村って年寄りからどんどん死んでいくでしょう。働き手はいくらでも必要なの。
だから子供が成人するまで面倒みるということで孤児やわけあり子を預かる。
座敷わらしと言われた子はとにかく大人になるまで食事と寝るところの心配はいらない
。飢え死にすることがない。
座敷わらしがいる家が繁盛するという伝説の種はそういうことなんです」
── なんかロマンがないな。厳しい現実。
稲川:「座敷わらしは大人になるまで名前がない。
だからそこにいるのに存在していないことになる。
家族が座敷でご飯食べていても、座敷わらしは土間でご飯を食べるしかない。
食べたら働く。3ヶ月くらいたったら次の家という風にローテーションしている。
たらい回しね。で、座敷わらしのいると言われる地方にの実話はほとんどそうだよ。
"この村には子どもが6人いる。でも数えたら7人いた。
みんな知ってる顔だ"という言葉が残っているんですよ。
そうなんですよ。一人は座敷わらしなんですよね」
── 知っていても知らんぷりするということですね。
稲川:「絶対覗いてはいけない世界と心がある事実。
"怪談"には必ずそれがあるんです。タブーの世界も怖い部分があるけれど、
それ以上になにかある。
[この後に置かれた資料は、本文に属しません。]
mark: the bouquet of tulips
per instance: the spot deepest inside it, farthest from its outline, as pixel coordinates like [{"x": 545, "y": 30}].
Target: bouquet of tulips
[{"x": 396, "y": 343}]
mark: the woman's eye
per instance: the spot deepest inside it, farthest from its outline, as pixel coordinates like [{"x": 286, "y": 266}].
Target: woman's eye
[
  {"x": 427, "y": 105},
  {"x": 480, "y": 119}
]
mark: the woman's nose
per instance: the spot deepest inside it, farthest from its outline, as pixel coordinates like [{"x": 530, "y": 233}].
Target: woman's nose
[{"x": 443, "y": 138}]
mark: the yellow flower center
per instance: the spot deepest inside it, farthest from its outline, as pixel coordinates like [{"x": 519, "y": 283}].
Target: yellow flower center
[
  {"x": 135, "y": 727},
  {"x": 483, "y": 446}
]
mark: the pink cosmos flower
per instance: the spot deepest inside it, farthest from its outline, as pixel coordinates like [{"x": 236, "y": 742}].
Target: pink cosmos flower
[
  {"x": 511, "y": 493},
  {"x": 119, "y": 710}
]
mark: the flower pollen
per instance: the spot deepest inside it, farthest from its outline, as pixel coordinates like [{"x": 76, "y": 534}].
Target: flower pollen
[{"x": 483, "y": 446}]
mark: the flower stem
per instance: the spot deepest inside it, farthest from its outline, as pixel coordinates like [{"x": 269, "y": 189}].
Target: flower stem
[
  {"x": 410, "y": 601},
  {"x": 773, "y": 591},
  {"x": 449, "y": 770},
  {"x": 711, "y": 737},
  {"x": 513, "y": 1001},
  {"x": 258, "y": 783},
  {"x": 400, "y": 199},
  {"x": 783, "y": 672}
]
」
── なにですか?
稲川:「そこには、人への思いやりとか、教えもあったんですよ。
別に“怪談”で教えはなくたっていいんですが、
ただ、『こういうことすると、こういう目に遭いますよ』なんてことをきっちり教えているでしょう。
怪談はあくまでも怪談ですから、別に難しい勉強はしなくてもいいんですけどね」
── 先人からの教え、メッセージですね。
稲川:「そうだね。
そういうものだから今も残っているのだろうしね。
怪談には怪談の背筋がゾッと寒くなるような震えるような、
汗がジトーッとにじむような怖さが、いつの間にか快感に変わる魅力というのかなあ。
そういう心地よさがある。だからこそ娯楽として成立したと思いますよ」
── じゃあ、今後は快感が出てくる怪談の語り部をますます突き進んでいかれるんですね。
稲川:「昔ながらの味わいのある話や怪談をやりたいと本当に最近改めて思いますよ。
だから毎年各地に怪談ツアーで出かけるときに、その地に潜む怪談の持つ魅力を探っているんですから。
もっと怖い"怪談"があなたの傍にあるかもしれない。
そんな情報があったら、すぐに私に教えてくださいね。